The indication for surgical drainage includes history and physical examination consistent with acute or chronic flexor tenosynovitis. In certain circumstances when acute flexor tenosynovitis presents within the first 24 hours of infection development, medical management may initially be used. Prompt improvement of symptoms and physical findings must follow within the ensuing 12 hours; otherwise, surgical intervention is necessary.

References
  1. Kanavel AB. The symptoms, signs, and diagnosis of tenosynovitis and fascial-space abscesses. In Infections of the Hand. 1st ed.

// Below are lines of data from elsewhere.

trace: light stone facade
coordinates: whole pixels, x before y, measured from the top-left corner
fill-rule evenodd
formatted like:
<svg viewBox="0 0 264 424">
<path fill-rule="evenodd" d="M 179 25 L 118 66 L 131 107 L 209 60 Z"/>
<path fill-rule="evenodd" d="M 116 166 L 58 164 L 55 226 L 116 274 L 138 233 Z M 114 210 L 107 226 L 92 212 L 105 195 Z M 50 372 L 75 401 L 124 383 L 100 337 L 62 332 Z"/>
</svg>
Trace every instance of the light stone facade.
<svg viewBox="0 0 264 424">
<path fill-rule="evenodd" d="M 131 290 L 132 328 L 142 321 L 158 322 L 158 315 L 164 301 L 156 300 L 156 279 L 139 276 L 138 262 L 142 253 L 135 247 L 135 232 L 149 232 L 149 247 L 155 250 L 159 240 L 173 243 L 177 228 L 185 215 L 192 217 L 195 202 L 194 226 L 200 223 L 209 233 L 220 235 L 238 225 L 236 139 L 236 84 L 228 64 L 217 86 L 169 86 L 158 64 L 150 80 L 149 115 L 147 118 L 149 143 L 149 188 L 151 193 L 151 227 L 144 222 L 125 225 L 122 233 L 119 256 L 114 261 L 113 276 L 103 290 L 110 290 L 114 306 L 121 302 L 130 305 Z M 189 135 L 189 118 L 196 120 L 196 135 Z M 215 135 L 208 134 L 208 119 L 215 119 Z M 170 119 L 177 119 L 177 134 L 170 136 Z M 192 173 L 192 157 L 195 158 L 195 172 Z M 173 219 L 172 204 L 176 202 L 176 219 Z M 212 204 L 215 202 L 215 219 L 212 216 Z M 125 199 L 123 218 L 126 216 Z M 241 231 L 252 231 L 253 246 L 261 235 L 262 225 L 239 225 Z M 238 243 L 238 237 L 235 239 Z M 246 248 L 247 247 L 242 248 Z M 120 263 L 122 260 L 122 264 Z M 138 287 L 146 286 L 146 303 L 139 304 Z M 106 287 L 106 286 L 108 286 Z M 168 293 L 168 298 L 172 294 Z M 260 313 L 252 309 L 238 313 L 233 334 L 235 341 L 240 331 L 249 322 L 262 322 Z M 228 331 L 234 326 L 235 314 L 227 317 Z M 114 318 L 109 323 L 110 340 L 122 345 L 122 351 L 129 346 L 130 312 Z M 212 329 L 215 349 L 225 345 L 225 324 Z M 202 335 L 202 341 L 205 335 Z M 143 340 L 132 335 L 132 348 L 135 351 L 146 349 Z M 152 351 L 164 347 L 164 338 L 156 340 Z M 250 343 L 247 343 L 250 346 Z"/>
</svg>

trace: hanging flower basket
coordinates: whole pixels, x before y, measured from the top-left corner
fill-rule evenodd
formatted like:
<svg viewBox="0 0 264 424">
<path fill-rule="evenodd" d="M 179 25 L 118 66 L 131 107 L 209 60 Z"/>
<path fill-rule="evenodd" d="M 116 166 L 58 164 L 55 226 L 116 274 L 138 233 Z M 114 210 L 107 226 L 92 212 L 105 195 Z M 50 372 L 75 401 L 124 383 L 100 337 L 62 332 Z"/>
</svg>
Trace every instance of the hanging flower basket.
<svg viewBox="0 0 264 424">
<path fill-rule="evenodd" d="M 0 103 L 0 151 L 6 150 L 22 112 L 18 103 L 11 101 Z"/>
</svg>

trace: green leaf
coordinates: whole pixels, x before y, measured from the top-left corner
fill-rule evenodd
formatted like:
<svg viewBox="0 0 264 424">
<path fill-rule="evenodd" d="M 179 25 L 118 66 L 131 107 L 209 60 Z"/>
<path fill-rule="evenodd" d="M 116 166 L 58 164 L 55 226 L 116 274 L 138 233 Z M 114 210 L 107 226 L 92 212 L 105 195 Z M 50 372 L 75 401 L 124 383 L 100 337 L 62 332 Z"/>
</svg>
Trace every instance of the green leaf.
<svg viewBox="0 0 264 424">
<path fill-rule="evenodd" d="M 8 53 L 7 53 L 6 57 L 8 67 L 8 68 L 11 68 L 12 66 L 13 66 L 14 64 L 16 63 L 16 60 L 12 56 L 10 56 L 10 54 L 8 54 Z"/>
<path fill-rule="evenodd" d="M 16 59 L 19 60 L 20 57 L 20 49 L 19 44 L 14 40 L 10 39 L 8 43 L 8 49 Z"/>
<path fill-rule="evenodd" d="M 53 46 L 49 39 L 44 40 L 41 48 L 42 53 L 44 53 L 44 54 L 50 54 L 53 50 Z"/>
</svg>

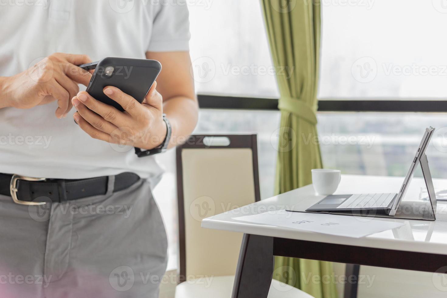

Philadelphia, PA: Lea & Febiger; 1912:201–226.
  2. Kanavel AB. Infections of the Hand: A Guide to the Surgical Treatment of Acute and Chronic Suppurative Processes in the Fingers, Hand and Forearm. 7. Philadelphia, PA: Lea & Febiger; 1939.
  3. Draeger RW, Bynum DK., Jr Flexor tendon sheath infections of the hand. J Am Acad Orthop Surg. 2012;20:373–382. doi: 10.5435/JAAOS-20-06-373
  4. Kennedy CD, Huang JI, Hanel DP. In Brief: Kanavel’s Signs and Pyogenic Flexor Tenosynovitis. Clin Orthop Relat Res. 2016;474(1):280–284. doi:10.1007/s11999-015-4367-x https://www.ncbi.nlm.nih.gov/pmc/articles/PMC4686527
  5. Stevanovic MV, Sharpe F. Acute infections. In: Wolfe SW, Pederson WC, Hotchkiss RN, Kozin SH, editors. Green’s Operative Hand Surgery. 6. Philadelphia, PA: Elsevier Churchill Livingstone; 2011. pp. 41–84.
  6. Factors affecting the prognosis of pyogenic flexor tenosynovitis. Pang HN, Teoh LC, Yam AK, Lee JY, Puhaindran ME, Tan AB. J Bone Joint Surg Am. 2007 Aug; 89(8):1742-8.
  7. Flexor tendon sheath infections of the hand. Draeger RW, Bynum DK Jr. J Am Acad Orthop Surg. 2012 Jun; 20(6):373-82.
  8. Glass KD. Factors related to the resolution of treated hand infections. J Hand Surg Am. 1982;7:388–394. doi: 10.1016/S0363-5023(82)80150-0
  9. Giladi AM, Malay S, Chung KC. A systematic review of the management of acute pyogenic flexor tenosynovitis. J Hand Surg Eur Vol. 2015;40(7):720–728. doi:10.1177/1753193415570248 https://www.ncbi.nlm.nih.gov/pmc/articles/PMC4804717
  10. Dailiana ZH, Rigopoulos N, Varitimidis S, Hantes M, Bargiotas K, Malizos KN. Purulent flexor tenosynovitis: factors influencing the functional outcome. J Hand Surg Eur Vol. 2008 Jun. 33 (3):280-5.